The governor emphasized that while blockchain technology over the past decade “has laid the foundation for a new generation of innovation, spurring a rise in entrepreneurialism in sectors including financial technology,” among others, its impact “is both uncertain and profound” and carries risks and legal implications.
On April 8, acting Comptroller of the Currency Michael J. Hsu discussed stablecoin policy considerations in remarks before the Institute of International Economic Law at Georgetown University Law Center. Hsu called for the establishment of an “intentional architecture” for stablecoins developed along the principles of “[s]tability, interoperability and separability,” as well as “core values” of “privacy, security, and preventing illicit finance.” According to Hsu, one way to mitigate blockchain-related risks would be to “require that blockchain-based activities, such as stablecoin issuance, be conducted in a standalone bank-chartered entity, separate from any other insured depository institution  subsidiary and other regulated affiliates.” Hsu also emphasized the need to evaluate whether stablecoin issuers should be required “to comply with a fixed set of safety and soundness-like requirements (as is the case with banks)” or be allowed to pick from a range of licensing options.

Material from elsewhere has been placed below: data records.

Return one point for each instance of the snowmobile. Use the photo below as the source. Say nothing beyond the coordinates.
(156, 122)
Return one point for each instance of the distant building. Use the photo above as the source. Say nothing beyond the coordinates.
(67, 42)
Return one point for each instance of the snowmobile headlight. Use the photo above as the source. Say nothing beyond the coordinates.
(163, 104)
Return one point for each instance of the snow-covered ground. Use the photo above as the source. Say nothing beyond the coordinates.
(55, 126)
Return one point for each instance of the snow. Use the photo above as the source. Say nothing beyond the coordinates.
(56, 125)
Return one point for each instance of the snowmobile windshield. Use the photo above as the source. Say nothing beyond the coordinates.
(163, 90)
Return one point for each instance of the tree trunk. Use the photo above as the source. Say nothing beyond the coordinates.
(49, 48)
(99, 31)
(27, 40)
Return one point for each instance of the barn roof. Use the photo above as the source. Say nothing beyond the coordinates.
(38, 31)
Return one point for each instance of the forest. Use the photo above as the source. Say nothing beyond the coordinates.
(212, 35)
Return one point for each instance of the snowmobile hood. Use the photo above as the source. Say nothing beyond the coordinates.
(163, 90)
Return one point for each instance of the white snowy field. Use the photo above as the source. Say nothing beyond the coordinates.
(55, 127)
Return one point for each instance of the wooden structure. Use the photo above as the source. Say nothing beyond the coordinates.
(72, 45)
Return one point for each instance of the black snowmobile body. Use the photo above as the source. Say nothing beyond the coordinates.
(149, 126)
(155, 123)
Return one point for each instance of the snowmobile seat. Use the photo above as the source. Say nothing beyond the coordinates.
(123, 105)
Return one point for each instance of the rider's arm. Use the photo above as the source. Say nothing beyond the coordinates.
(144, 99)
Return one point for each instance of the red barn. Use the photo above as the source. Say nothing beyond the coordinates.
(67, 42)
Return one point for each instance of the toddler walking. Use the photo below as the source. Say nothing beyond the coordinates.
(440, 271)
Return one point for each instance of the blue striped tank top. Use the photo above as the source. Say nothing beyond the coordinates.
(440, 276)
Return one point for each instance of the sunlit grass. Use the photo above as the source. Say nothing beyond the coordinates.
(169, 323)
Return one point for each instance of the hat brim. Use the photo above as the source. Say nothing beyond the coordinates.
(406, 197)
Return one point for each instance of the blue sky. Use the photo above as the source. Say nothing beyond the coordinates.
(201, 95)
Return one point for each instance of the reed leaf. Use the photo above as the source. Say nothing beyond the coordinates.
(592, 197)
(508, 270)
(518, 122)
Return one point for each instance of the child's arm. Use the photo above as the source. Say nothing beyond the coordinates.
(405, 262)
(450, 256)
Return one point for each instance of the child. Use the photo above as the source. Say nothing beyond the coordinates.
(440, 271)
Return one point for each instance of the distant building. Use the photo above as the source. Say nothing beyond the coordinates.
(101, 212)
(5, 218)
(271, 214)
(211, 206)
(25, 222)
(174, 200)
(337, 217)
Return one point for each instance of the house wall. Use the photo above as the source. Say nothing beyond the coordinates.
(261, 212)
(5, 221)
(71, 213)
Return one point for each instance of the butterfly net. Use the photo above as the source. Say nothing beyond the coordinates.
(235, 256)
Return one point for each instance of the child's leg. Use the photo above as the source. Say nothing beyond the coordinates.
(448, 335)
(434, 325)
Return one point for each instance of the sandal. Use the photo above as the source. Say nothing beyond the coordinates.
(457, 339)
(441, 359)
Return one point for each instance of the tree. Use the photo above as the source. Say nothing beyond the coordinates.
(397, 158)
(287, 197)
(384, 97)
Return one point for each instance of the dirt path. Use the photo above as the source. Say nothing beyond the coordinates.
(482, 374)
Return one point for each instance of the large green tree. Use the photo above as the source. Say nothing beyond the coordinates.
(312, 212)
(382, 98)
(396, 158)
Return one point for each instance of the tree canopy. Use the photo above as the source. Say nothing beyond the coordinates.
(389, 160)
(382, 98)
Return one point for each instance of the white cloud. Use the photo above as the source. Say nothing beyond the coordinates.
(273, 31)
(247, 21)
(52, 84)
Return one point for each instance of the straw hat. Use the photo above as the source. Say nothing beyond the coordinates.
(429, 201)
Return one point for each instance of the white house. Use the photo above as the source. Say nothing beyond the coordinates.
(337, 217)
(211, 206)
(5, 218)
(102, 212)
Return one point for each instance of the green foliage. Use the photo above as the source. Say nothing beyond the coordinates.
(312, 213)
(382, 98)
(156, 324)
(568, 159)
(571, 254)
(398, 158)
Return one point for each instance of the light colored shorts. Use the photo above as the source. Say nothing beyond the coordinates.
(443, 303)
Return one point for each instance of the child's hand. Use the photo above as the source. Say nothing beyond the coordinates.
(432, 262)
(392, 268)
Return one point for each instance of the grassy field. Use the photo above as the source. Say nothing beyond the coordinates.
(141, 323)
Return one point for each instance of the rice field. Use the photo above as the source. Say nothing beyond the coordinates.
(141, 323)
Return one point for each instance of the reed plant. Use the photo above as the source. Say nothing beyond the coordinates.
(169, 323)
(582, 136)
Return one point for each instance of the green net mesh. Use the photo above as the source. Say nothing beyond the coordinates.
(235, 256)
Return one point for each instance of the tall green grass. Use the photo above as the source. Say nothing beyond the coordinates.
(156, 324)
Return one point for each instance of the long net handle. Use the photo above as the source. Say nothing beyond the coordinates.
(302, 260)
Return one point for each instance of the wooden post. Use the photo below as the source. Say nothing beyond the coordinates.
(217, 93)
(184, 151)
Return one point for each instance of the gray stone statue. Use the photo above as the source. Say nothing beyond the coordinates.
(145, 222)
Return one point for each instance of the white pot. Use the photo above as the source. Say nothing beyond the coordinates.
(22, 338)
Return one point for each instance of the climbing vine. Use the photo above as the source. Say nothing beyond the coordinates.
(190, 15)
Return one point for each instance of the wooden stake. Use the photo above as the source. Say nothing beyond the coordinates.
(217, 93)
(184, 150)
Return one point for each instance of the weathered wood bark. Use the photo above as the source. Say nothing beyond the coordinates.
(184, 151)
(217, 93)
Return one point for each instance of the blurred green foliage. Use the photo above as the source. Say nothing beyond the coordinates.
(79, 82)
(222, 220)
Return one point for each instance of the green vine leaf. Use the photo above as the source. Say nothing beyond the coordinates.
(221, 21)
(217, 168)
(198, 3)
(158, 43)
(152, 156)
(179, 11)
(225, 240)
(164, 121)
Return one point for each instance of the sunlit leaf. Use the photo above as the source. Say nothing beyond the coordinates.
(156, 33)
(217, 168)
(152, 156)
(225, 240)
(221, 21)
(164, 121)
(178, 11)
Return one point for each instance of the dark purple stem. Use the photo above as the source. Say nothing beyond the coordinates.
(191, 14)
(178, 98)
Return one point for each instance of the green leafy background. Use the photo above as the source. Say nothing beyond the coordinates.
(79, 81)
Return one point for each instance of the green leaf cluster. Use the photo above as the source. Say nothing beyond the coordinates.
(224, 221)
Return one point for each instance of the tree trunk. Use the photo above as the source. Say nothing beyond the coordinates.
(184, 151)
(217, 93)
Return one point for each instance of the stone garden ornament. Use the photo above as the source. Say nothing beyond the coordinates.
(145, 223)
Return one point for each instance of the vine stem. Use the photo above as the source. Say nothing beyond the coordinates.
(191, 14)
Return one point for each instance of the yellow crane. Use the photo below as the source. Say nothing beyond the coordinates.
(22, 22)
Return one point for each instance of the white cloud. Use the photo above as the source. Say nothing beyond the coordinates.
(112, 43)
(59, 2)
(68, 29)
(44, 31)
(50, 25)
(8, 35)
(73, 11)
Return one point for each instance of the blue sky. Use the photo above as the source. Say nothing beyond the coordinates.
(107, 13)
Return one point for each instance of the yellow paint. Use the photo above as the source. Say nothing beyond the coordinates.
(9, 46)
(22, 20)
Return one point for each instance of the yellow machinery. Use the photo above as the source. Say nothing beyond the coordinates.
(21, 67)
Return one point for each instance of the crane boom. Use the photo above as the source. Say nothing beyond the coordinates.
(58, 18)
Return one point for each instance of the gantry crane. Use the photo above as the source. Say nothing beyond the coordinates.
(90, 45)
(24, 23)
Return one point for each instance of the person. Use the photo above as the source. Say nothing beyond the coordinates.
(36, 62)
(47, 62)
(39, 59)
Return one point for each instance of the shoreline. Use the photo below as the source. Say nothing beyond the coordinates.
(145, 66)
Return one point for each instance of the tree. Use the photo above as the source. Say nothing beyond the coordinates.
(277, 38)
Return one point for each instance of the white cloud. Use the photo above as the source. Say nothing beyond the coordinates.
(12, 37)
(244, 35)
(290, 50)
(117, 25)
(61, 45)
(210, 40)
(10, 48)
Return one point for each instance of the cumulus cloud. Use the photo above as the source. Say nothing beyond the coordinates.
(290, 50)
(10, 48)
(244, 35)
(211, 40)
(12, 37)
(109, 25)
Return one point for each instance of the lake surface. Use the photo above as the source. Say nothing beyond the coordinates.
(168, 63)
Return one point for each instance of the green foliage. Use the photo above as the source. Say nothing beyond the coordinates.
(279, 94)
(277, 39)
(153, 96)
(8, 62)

Additionally, Hsu raised the question about how separable stablecoin issuers should be. “Blockchain-based money holds the promise of being ‘always on,’ irreversible, programmable, and settling in real-time,” he explained. “With these benefits, however, come risks, especially if commingled with traditional banking and finance.” Specifically, Hsu cited concerns that a bank’s existing measures for managing liquidity risks associated with traditional payments “may not be effective for blockchain-based payments,” which could conceivably accumulate over a weekend and “outstrip a bank’s available liquidity resources.” Hsu also raised concerns related to the current “lack of interoperability” should stablecoins expand from trading to payments, and stressed that “[i]n the long run, interoperability between stablecoins and with the dollar—including a [central bank digital currency]—would help ensure openness and inclusion.” He added that this “would also help facilitate broader use of the U.S. dollar—not a particular corporate-backed stablecoin—as the base currency for trade and finance in a blockchain-based digital future.”